Because of my son’s curiosity, I also learned that the reason leaves fall from the trees is because the tree is trying to prepare itself for winter and, eventually, for the coming spring. Wherever a leaf falls from a tree, a new leaf will grow in its place. So, the mother tree must push its own leaves, those little extensions of itself, from the branches so that life can continue.
If the earth is always doing what is necessary to keep the seasons, to keep going as is her custom, to keep creating and breathing life and dying and creating again, maybe we can do the same.
Maybe we can decide to let go of the things from the past season, to let our grief or our fears fall from our tired limbs and prepare us for a future birth.

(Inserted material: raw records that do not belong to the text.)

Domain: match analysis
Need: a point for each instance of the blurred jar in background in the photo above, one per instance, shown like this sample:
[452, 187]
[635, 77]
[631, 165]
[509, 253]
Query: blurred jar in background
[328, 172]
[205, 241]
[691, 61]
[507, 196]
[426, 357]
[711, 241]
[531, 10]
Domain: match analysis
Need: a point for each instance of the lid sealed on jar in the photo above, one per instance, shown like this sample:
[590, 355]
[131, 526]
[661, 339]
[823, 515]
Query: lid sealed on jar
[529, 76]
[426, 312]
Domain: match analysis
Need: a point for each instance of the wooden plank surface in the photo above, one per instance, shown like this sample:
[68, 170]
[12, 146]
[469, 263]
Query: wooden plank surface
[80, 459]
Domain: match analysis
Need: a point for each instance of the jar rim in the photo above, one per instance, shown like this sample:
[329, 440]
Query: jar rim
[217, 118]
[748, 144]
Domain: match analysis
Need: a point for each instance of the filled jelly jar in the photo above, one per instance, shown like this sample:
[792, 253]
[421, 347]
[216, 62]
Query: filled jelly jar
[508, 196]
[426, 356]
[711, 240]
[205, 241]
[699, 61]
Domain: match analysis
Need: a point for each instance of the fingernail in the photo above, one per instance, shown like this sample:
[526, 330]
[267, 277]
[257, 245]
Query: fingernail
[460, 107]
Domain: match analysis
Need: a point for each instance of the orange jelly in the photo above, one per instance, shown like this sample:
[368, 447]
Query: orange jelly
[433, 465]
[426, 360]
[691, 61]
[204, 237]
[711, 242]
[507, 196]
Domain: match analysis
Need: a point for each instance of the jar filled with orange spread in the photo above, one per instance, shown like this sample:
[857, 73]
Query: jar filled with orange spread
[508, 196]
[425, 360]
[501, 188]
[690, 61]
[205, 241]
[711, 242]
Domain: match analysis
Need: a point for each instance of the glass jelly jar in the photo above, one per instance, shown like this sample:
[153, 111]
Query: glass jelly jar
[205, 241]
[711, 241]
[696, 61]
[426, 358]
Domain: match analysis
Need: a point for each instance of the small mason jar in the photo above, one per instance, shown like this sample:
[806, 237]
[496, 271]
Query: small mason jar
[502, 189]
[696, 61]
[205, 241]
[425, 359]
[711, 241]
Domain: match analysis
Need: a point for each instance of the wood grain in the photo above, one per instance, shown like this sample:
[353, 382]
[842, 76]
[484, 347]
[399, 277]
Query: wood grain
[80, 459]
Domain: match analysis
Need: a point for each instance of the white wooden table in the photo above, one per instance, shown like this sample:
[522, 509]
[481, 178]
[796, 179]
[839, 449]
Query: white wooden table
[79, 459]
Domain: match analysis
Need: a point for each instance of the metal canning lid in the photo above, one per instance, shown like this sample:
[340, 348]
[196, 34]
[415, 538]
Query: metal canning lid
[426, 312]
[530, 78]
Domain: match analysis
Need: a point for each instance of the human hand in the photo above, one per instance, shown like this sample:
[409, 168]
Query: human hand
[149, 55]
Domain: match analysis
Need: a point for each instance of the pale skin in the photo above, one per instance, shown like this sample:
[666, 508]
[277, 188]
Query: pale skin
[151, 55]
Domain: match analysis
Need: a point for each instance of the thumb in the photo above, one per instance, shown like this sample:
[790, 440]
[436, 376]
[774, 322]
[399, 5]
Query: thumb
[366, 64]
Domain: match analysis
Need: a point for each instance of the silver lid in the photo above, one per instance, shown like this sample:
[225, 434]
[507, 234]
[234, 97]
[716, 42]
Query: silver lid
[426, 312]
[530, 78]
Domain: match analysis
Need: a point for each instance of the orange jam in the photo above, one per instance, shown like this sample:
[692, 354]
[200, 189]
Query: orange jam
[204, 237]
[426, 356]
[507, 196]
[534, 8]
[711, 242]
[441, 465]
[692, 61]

In Potawatomi culture, winter is our time to tell stories, the time for our elders to gather us close and help us remember who we are and what we are born from. It is a time to gather, rest and remember. But we are not there yet.
Right now, we are watching the earth and the creatures around us get to work. Squirrels are gathering the nuts that they will eat all winter. Birds are preparing for their long migrations. And the maple leaves are beginning their slow farewell to all that know and love them.
Later, we will gather and tell stories. But right now, we are getting to work, tending to our fires, preparing our own spirits. We are remembering who we are and what we are called to. We are gathering with our communities, our family and friends, to ask big questions and have difficult conversations about faith and spirituality and what it means to tell the truth.
In America, we are transforming, whether we recognize it or not. We are preparing for a new season, and we are storing up our own souls for what comes next. What will we look like a few days from now, a few weeks from now, a few months from now when autumn is turning to winter?
This morning, I found my son writing in his nature journal, detailed explanations of what he’d experienced when he was outside last.
“I notice that small sticks break easier than thick ones,” he wrote.
This tiny detail noticed by a 7-year-old transforms the world as he knows it. Every time he leans into his curiosities with respect and humility, he is growing into the fullness of what it means to be a human on this earth.
And I wonder what we might learn from this as adults, what our curiosity might lead us to. Just as we are watching the trees let go, we are learning that shedding even the expectations of who we think we need to be will bring freedom. We are present, we are here, we are in awe and wonder, and that will transform everything around us and inside of us .
This is the magic of autumn. Letting go and beginning anew.